Para os cristãos o Natal tem profunda relação com a caridade, o altruísmo, o pensar no outro, fundamentos das mensagens de Cristo. Embora tomado do desejo de sermos o melhor de nós, o Natal guarda em seu dossel de sentimentos um estranho paradoxo. Desperta alegria e tristeza, prazer e melancolia. Há nessa tristeza um quê de culpa por negarmos os valores do Natal a maior parte do ano; e na alegria, a pulsão de não perder uma chance de parecer ser feliz, pois ninguém é de ferro. Excitados pelo simbolismo de um Papai Noel bondoso, sublimamos muito do que a essa ideia possa trazer distração. Quem se importa?

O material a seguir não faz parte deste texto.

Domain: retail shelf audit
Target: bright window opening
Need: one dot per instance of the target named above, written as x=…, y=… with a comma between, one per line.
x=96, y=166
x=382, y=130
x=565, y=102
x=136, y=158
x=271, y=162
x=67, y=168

O cancioneiro popular expressa essa contradição com muita eloquência. No Natal de Assis Valente, a hipocrisia do Papai Noel onipresente e dadivoso é avassaladoramente destruída pelos versos “Eu pensei que todo mundo fosse filho de Papai Noel”, e “Já faz tempo que eu pedi mas o meu Papai Noel não vem; com certeza já morreu, ou então felicidade é brinquedo que não tem”. No contraponto da sinceridade pungente da canção de Valente, temos a cândida e idealizada “O Bom Velhinho”, de Octávio Babo Filho: “Como é que Papai Noel não se esquece de ninguém; seja rico ou seja pobre, o velhinho sempre vem”. Já a torrente “Noite feliz”, adaptação de uma canção austríaca, de Franz Gruber, encerra a contradição nela própria. Uma melodia em levada de cortejo fúnebre, e todos, paradoxalmente, em tom de oração, cantando “Noite feliz”. A canção da Simone, na versão do Lennon, por me lembrar o concerto histérico do consumo em magazines e supermercados, só me deprime.
Nestes dias de reencontro com o espírito cristão que nos revisita com data certa, minha caixa de entradas está lotada de “Ofertas de Natal”. Não é novidade para ninguém que há tempos o Natal se mercantilizou, nada mais lembra sua essência, multidões saem às ruas como tarados em matinê. Um ritual patético. Que o Natal nos faça lembrar de seu sentido intrínseco: exortar o sentimento de caridade, empatia. Que o Natal – já valeria só por isso – nos faça entender que nenhum humano com compromisso com a vida que grita além da vaidade e dos valores mundanos poderá ser plenamente feliz se há irmãos que sofrem a dor da opressão e o flagelo da fome.
No mais, feliz Natal aos que me leem neste canto de mundo, seja lá o que entenderem como felicidade.